Art. 10. As famílias habilitadas serão ordenadas por meio da aplicação dos
seguintes critérios, sucessivamente:
I - com mulheres vítimas de violência doméstica que estejam sob o
monitoramento de medidas protetivas de urgência;
II - com menor renda familiar mensal per capita;
III - com maior quantidade de membros na família;
IV - beneficiárias do Programa Auxílio Brasil; e
V - com data de atualização cadastral mais recente.
Parágrafo único. É facultado à
SENARC definir outros parâmetros de
priorização.
Art. 11. Na hipótese de erro operacional de exclusão cadastral de família
beneficiária, poderá ser realizado procedimento de reingresso da família ao PAGB, por
meio de indicação corretiva, de competência exclusiva da SENARC, observados os critérios
de elegibilidade previstos nos arts. 6º e 7º desta Portaria.
Parágrafo único. No procedimento de seleção serão considerados, de modo
automático, os casos de tratamento de erro operacional, por meio de indicação corretiva
no cômputo da quantidade de famílias mencionadas no inciso I do art. 9º desta Portaria.
Seção IV
Da Concessão
Art. 12. A concessão é o procedimento operacional que efetiva o ingresso das
famílias selecionadas no PAGB.
Parágrafo único. A concessão será notificada à família por meios definidos pela SENARC.
CAPÍTULO III
DA ADMINISTRAÇÃO DE BENEFÍCIOS
Seção I
Disposições Preliminares
Art. 13. A administração de benefícios é o conjunto de procedimentos de gestão,
realizada pelos municípios e pela SENARC, que tem como objetivo assegurar o pagamento
e eventuais interrupções temporárias ou permanentes do pagamento de benefícios, de
acordo com a situação observada na família, no cumprimento das regras do PAGB.

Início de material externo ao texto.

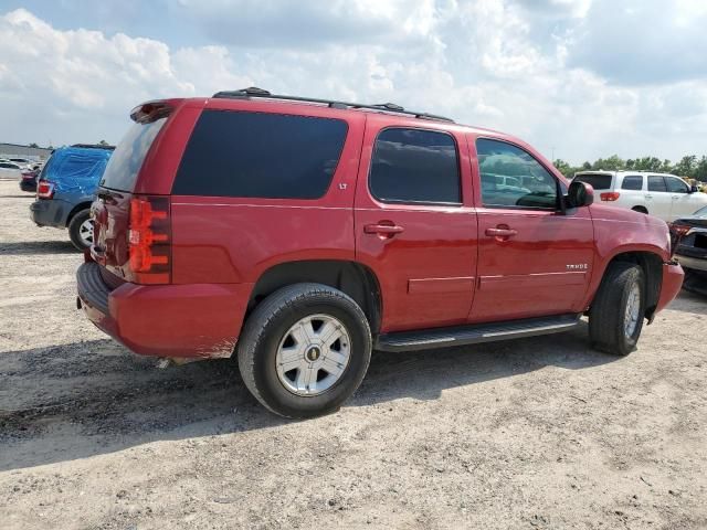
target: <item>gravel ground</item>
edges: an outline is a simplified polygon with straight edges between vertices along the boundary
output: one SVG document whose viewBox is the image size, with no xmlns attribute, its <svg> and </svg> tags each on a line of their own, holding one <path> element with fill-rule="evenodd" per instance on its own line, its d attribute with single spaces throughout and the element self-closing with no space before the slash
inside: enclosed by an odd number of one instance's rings
<svg viewBox="0 0 707 530">
<path fill-rule="evenodd" d="M 75 306 L 82 256 L 0 182 L 0 527 L 707 528 L 707 298 L 636 352 L 587 330 L 374 353 L 283 421 L 233 363 L 160 370 Z"/>
</svg>

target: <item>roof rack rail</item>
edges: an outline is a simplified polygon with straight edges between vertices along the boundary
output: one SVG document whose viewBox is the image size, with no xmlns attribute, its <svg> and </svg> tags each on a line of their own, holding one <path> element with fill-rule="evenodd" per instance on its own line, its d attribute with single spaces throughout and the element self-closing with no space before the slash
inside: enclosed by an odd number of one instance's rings
<svg viewBox="0 0 707 530">
<path fill-rule="evenodd" d="M 72 144 L 68 147 L 81 147 L 83 149 L 106 149 L 106 150 L 114 150 L 115 146 L 106 146 L 105 144 Z"/>
<path fill-rule="evenodd" d="M 316 103 L 319 105 L 326 105 L 330 108 L 365 108 L 369 110 L 382 110 L 387 113 L 404 114 L 408 116 L 414 116 L 415 118 L 420 119 L 436 119 L 441 121 L 454 123 L 453 119 L 445 118 L 444 116 L 405 110 L 403 107 L 401 107 L 400 105 L 395 105 L 394 103 L 379 103 L 376 105 L 367 105 L 363 103 L 338 102 L 335 99 L 318 99 L 315 97 L 284 96 L 281 94 L 271 94 L 268 91 L 264 91 L 263 88 L 258 88 L 256 86 L 241 88 L 240 91 L 221 91 L 217 92 L 212 97 L 220 99 L 250 99 L 252 97 L 262 97 L 265 99 L 283 99 L 286 102 Z"/>
</svg>

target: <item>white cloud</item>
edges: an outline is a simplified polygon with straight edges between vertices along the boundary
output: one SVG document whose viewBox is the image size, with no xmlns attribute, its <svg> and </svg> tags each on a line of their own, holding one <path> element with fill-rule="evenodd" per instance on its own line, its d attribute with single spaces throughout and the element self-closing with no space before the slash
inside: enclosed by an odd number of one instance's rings
<svg viewBox="0 0 707 530">
<path fill-rule="evenodd" d="M 704 77 L 622 84 L 578 60 L 603 20 L 599 3 L 182 0 L 170 15 L 202 24 L 213 45 L 181 47 L 125 29 L 62 31 L 15 10 L 0 17 L 0 113 L 10 126 L 0 136 L 117 141 L 141 100 L 256 85 L 450 115 L 574 162 L 701 155 Z M 701 9 L 690 4 L 674 20 Z"/>
</svg>

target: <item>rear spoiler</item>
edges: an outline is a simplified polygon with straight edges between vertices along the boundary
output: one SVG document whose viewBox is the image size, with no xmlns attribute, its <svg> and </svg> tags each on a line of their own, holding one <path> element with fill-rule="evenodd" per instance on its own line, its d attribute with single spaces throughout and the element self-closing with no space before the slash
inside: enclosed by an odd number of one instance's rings
<svg viewBox="0 0 707 530">
<path fill-rule="evenodd" d="M 130 110 L 130 119 L 136 124 L 149 124 L 166 118 L 182 99 L 154 99 Z"/>
</svg>

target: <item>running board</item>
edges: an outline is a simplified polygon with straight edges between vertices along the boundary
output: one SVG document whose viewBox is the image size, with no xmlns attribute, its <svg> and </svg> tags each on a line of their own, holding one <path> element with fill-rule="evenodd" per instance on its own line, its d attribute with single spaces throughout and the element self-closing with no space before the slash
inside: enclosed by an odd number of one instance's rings
<svg viewBox="0 0 707 530">
<path fill-rule="evenodd" d="M 558 315 L 505 322 L 384 333 L 378 337 L 374 349 L 380 351 L 416 351 L 559 333 L 577 327 L 580 317 L 581 315 Z"/>
</svg>

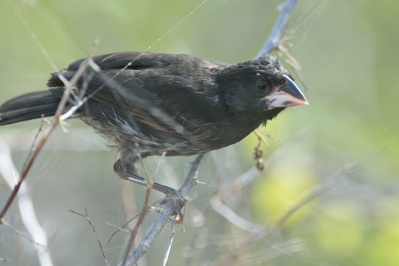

Art. 14. São ações de administração de benefícios:
I - aplicadas sobre todos os benefícios da família:
a) liberação;
b) bloqueio;
c) cancelamento;
d) desbloqueio; e
e) reversão de cancelamento; e
II - aplicadas sobre pessoa da família:
a) aplicação de pendência; e
b) retirada dependência.
§ 1º As ações de bloqueio e cancelamento previstas no inciso I, e a ação de
aplicação de pendência, prevista no inciso II, poderão ocorrer de forma simultânea,
impedindo o recebimento do benefício, em decorrência do empilhamento de ações.
§ 2º Havendo empilhamento de ações, a liberação ocorrerá somente após a
resolução de todas as situações que resultaram em impedimento do recebimento do benefício.
§ 3º As ações de desbloqueio e reversão de cancelamento previstas no inciso I
poderão ser programadas para ocorrer após o reflexo cadastral.